The mass memberships of parties themselves also often declined, leaving their smaller number of activists representing the traditional symbolic identities of the classes and faiths that had built the party but not extending into new parts of the population. Party leaderships observed this, which meant that the mass parties were declining in their value to leaders as ways of connecting them to voters at large. As core constituencies shrank, party leaders came increasingly to believe that they did not really need core constituencies. Rather, they wanted to be able to take them for granted as voters who had no other home to which they could go, leaving leaders free to find votes across as wide a range of opinion as possible. This necessarily meant a decline in the clarity of parties’ profiles, weakening further any strong bonds they might have with citizens.

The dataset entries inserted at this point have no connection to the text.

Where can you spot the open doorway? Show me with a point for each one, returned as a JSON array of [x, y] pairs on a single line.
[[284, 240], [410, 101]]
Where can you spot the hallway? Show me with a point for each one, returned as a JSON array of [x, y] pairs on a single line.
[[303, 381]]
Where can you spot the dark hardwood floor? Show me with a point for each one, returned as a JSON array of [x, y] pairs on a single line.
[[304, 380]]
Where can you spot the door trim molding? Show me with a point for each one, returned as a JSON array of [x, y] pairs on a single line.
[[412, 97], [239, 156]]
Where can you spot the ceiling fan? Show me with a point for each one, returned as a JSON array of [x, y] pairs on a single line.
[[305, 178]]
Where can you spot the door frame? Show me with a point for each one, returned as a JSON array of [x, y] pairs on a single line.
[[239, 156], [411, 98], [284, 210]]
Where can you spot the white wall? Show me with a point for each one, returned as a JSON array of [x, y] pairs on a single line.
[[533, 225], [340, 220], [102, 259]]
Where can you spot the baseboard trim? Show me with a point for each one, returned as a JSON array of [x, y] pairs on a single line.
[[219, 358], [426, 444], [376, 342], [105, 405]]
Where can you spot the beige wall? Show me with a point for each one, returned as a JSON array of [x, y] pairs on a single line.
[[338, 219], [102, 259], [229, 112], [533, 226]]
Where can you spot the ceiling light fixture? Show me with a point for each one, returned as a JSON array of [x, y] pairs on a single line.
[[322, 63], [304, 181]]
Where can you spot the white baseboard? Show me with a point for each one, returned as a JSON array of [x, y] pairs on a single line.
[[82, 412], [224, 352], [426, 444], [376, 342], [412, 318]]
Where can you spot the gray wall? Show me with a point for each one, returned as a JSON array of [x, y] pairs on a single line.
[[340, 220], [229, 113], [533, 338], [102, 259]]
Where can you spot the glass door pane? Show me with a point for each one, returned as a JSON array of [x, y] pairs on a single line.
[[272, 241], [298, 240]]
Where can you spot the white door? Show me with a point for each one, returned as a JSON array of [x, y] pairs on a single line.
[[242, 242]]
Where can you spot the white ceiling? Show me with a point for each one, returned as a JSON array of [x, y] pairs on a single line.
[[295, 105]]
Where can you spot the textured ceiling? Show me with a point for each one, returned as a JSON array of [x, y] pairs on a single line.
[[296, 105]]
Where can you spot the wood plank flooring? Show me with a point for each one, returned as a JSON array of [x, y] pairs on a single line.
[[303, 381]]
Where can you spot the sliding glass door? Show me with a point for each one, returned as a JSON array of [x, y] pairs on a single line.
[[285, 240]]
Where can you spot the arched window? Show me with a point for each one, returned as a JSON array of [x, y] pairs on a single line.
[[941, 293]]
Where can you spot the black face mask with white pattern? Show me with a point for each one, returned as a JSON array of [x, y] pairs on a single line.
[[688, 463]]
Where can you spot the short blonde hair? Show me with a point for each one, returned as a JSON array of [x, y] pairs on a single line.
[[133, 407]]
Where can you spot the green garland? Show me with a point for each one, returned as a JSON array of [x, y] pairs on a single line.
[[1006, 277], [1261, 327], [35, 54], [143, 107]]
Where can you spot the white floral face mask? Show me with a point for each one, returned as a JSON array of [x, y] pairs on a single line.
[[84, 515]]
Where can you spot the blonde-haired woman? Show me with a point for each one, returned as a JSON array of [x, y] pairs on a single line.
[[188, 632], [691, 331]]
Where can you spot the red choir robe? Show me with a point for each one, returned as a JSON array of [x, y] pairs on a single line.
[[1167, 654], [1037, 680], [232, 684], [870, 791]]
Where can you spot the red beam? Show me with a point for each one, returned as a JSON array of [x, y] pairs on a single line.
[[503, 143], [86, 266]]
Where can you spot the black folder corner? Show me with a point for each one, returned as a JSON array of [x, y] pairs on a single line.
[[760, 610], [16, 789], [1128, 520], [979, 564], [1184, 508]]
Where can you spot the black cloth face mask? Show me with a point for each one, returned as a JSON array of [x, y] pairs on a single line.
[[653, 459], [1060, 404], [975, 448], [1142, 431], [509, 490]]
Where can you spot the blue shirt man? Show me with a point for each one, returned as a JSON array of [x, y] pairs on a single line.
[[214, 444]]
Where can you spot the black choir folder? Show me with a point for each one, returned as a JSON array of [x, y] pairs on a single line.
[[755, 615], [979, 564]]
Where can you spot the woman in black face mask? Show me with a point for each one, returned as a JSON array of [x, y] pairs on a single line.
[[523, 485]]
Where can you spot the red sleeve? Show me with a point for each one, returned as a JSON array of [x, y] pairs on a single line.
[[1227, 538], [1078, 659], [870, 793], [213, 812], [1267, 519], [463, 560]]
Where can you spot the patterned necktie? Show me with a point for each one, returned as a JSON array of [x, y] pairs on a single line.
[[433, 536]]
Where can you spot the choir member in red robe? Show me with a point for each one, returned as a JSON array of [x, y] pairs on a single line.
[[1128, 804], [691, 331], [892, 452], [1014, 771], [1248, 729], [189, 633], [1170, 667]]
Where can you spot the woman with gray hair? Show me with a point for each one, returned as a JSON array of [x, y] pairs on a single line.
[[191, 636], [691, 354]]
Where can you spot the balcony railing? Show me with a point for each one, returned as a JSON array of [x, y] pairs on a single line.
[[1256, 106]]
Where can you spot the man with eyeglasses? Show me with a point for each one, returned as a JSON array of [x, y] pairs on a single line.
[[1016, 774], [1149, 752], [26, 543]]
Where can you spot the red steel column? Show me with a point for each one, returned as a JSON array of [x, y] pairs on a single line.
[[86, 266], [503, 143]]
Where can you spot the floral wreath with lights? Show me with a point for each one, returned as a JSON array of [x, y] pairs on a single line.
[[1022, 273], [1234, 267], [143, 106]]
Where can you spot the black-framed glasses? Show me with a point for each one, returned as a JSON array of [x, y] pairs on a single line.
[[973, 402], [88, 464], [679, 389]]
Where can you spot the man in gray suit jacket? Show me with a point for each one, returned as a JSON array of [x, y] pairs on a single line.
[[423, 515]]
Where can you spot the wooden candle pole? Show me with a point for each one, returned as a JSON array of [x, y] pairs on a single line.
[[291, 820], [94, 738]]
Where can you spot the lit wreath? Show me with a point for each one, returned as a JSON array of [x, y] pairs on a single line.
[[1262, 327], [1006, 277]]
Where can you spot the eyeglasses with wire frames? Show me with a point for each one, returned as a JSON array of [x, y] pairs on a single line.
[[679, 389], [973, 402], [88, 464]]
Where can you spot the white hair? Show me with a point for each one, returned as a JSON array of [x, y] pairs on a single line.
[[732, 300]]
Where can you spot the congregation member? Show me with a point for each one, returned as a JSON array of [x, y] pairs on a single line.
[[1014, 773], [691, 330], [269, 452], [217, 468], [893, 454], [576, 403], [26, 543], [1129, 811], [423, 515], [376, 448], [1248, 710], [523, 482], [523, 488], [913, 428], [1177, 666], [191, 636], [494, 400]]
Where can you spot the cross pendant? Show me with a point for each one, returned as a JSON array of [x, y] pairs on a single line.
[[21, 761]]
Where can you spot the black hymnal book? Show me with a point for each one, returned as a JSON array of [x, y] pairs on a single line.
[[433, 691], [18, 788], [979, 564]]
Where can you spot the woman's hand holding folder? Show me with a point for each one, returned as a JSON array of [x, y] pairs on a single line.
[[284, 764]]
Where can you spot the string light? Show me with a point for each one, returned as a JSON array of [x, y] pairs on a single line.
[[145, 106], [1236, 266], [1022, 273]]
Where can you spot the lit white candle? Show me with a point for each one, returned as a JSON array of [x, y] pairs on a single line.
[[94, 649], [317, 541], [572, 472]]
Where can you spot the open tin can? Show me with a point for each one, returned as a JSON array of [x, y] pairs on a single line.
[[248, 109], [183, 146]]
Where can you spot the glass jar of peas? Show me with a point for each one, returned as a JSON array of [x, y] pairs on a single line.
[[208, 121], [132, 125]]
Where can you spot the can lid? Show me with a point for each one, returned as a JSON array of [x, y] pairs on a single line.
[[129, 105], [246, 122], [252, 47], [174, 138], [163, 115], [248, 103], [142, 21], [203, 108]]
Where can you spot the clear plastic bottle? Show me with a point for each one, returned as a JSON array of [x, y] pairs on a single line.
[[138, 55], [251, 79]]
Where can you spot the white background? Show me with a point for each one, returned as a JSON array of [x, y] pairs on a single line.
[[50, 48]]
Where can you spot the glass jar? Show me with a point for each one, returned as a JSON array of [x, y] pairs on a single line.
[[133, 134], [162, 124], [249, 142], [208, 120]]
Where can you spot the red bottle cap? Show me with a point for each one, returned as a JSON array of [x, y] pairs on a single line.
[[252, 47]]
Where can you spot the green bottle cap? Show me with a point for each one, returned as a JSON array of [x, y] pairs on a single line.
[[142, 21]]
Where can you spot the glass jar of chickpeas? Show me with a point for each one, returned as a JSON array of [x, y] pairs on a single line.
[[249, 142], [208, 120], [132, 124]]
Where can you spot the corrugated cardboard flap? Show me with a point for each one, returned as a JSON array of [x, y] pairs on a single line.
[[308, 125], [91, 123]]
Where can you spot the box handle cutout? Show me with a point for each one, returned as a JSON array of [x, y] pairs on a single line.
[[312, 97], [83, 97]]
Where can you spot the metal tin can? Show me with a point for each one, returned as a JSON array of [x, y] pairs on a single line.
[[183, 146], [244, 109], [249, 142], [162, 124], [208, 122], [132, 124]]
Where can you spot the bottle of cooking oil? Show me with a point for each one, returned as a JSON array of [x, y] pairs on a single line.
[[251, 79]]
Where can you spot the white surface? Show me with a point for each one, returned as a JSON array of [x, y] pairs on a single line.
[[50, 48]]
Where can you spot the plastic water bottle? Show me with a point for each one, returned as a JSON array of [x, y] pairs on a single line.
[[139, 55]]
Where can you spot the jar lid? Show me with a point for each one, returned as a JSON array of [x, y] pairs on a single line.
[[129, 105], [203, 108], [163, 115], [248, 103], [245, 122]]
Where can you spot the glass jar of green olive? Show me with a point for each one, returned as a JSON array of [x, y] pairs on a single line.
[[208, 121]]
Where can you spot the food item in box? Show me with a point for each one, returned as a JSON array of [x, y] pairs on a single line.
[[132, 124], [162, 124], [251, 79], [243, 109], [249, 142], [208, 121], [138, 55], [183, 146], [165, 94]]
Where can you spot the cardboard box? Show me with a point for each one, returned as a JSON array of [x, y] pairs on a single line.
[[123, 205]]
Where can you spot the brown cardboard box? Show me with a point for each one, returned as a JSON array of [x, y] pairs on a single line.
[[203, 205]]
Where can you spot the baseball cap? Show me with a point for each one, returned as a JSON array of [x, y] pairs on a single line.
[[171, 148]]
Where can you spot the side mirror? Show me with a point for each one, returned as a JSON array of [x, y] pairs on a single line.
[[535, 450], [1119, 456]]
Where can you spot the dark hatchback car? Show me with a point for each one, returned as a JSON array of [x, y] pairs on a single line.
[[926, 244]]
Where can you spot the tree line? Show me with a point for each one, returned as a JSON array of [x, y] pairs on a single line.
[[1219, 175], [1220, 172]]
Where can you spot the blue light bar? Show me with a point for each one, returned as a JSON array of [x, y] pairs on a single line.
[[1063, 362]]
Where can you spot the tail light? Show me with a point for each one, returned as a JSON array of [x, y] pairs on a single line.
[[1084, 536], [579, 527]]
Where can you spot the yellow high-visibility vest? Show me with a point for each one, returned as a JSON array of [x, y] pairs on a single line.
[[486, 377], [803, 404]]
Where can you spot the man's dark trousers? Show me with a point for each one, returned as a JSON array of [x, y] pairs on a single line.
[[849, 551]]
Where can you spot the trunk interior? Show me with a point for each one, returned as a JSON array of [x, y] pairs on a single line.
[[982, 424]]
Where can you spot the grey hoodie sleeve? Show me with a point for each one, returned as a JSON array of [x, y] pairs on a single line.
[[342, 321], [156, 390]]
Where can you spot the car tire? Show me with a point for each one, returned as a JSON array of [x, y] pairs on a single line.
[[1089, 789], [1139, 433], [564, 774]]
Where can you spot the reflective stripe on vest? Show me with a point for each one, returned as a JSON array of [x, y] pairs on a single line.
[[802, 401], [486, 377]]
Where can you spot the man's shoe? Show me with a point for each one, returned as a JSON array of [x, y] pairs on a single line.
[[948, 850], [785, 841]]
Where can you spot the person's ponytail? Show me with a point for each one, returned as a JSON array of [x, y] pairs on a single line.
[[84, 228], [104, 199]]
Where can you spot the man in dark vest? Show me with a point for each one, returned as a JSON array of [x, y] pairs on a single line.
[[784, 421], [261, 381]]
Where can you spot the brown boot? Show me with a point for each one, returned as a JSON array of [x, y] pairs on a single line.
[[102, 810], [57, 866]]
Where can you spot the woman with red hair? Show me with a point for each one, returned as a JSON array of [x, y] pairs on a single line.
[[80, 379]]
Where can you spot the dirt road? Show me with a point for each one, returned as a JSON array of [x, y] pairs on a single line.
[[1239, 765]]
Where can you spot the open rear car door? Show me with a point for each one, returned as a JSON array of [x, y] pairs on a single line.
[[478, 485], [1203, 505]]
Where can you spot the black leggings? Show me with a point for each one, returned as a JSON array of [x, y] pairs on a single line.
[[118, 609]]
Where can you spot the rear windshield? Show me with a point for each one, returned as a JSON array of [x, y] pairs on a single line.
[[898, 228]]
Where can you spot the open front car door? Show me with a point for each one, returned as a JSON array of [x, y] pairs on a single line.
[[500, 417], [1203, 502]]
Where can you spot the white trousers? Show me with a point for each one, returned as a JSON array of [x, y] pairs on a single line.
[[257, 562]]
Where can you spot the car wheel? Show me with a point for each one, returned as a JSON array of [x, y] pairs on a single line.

Figure 1.3 Turnout in national parliamentary elections, early 1990s (dark grey) and late 2010s (light grey), central European EU member states

Source: Author’s calculations based on Wikipedia data

Parties increasingly sought to relate to voters through the techniques of market research and advertising. Policies and party images became like goods being sold in a market to mass consumers, where firms have no direct knowledge of potential customers as people, but only as purchasing units identified in surveys, focus groups and trial marketing campaigns. Politicians ceased to be people who represented various social categories because of their close contacts with them as fellow citizens, but a separate political class, the recipients of professional marketing data about customer-electors. Socially, they would increasingly prefer to mix with the leaders of global corporations, whose investments they wanted to lure to their economies, and whose funds they wanted to finance their increasingly expensive election campaigns.

Taken together, these processes generated a spiral of increasing remoteness of political leaders from electorates. The apotheosis of this change was Silvio Berlusconi in Italy. The main parties of the Italian centre right and centre left had collapsed in the early 1990s in a wave of corruption scandals that provoked a brief democratic moment of anger. The communist party, by now a moderate one, was left as the only major organized political force in the country. Berlusconi was the country’s richest entrepreneur, owning businesses across the post-industrial spectrum from football to financial services, television stations to supermarkets (Mancini 2011). He had been politically associated with the now defunct socialist party, and had a range of legal cases for corruption hanging over his head. Despite these strong links to the old regime, he appeared on the political scene as an outsider who would clean up the system and, most important, provide an alternative to the communist party, which many Italians still feared.

Berlusconi rapidly created a major, winning national political party, called Forza Italia (a politically meaningless phrase, derived from a football slogan), using, not a membership base, but the financial and personnel resources of his enterprises and his ownership of major television and print media networks. The phenomenon became known as a partito impresa, a corporation party. Over subsequent years, Forza Italia developed a membership base and began to resemble a normal party, collapsing along with other established parties during the 2010s under a new wave of populism. However, its initial circumstances followed a post-democratic model of having few connections to voters and no historical social roots.

In 2003, I did not argue that in the western world we had already arrived at a state of post-democracy. That would happen if we were in societies in which no spontaneous movements could arise from the general population to give a shock to the political system. Our societies were clearly still able to do this. Three movements in particular had been doing so, bringing to the political agenda issues that established elites would sooner have done without: feminism, environmentalism and xenophobia. The developments I had identified had set us on the road to post-democracy, but we were not yet there.